On aurait presque tendance à l’oublier, mais le rap est par essence un art qui s’est nourri de son caractère contestataire. À l’heure glorieuse de l’entertainment, dans certains pays, le hip-hop constitue toujours un moyen de revendication majeur. Un poil à gratter pour des régimes qui ont une vision assez personnelle des droits de l’homme. Luaty Beirao est de ces rappeurs-là. En Angola, pays africain lusophone de 25 millions d’habitants, le rappeur s’oppose au pouvoir du président – non élu – en place depuis 1979, José Eduardo dos Santos.
Luaty Beirao a 33 ans. Ironie de l’histoire, le trentenaire est issu d’une famille plutôt aisée, a étudié en Europe – notamment en France – et son père était un proche dudit président. Le 20 juin, Luaty est arrêté avec quatorze autres opposants au régime. Motif ? « Tentative de coup d’état » alors qu’ils dissertaient autour d’un livre de l’écrivain américain Gene Sharp, De la dictature de la démocratie, portant sur la désobéissance civile pacifique. Pas le premier passage par la case prison pour le chef de file des « Revùs », nom des révolutionnaires locaux, militants pour les droits de l’homme. Sous le blase d’Ikonoklasta, celui qui est devenu une star du rap local aux disques épuisés, se sert des rimes pour moquer et dénoncer son gouvernement.
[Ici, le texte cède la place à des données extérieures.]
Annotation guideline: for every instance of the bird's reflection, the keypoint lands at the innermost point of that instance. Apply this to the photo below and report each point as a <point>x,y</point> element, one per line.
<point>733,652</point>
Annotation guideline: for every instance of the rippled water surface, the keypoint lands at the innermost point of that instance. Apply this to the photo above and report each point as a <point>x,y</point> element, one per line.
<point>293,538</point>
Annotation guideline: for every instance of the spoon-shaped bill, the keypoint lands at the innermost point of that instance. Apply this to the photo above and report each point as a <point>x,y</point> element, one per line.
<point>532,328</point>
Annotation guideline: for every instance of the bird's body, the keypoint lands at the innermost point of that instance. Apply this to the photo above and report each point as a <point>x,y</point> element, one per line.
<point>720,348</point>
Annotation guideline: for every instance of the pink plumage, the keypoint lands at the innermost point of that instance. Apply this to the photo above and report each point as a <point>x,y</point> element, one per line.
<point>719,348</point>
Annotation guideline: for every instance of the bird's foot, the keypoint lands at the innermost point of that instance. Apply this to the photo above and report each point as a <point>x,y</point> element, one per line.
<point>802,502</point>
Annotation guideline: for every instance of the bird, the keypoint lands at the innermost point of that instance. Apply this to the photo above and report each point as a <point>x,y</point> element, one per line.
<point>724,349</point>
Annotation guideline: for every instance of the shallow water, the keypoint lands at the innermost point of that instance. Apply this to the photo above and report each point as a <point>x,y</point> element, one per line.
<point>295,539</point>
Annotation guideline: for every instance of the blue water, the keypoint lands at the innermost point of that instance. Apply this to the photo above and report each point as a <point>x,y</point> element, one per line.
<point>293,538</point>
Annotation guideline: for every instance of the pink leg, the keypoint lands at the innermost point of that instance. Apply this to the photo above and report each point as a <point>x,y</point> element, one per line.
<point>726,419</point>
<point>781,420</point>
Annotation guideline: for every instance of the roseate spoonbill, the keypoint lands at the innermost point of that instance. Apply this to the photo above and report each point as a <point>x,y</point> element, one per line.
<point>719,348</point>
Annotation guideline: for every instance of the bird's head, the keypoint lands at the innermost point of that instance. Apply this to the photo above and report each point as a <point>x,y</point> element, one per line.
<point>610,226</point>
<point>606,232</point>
Déjà incarcéré en 2011 après des manifestations, Luaty Beirao a entamé le 20 septembre une grève de la faim pour protester contre la durée de détention provisoire maximale, 90 jours. Un peu plus d’un mois sans se nourrir qui ont déjà fait perdre 15 kilos au militant, depuis hospitalisé, mais n’ont pas atteint sa détermination. Au pays de Christiano Ronaldo, dont Luaty détient la nationalité, la mobilisation monte. Ikonoklasta doit être jugé le 16 novembre prochain selon Amnesty International. Lui et les autres militants risquent jusqu’à 12 ans de prison.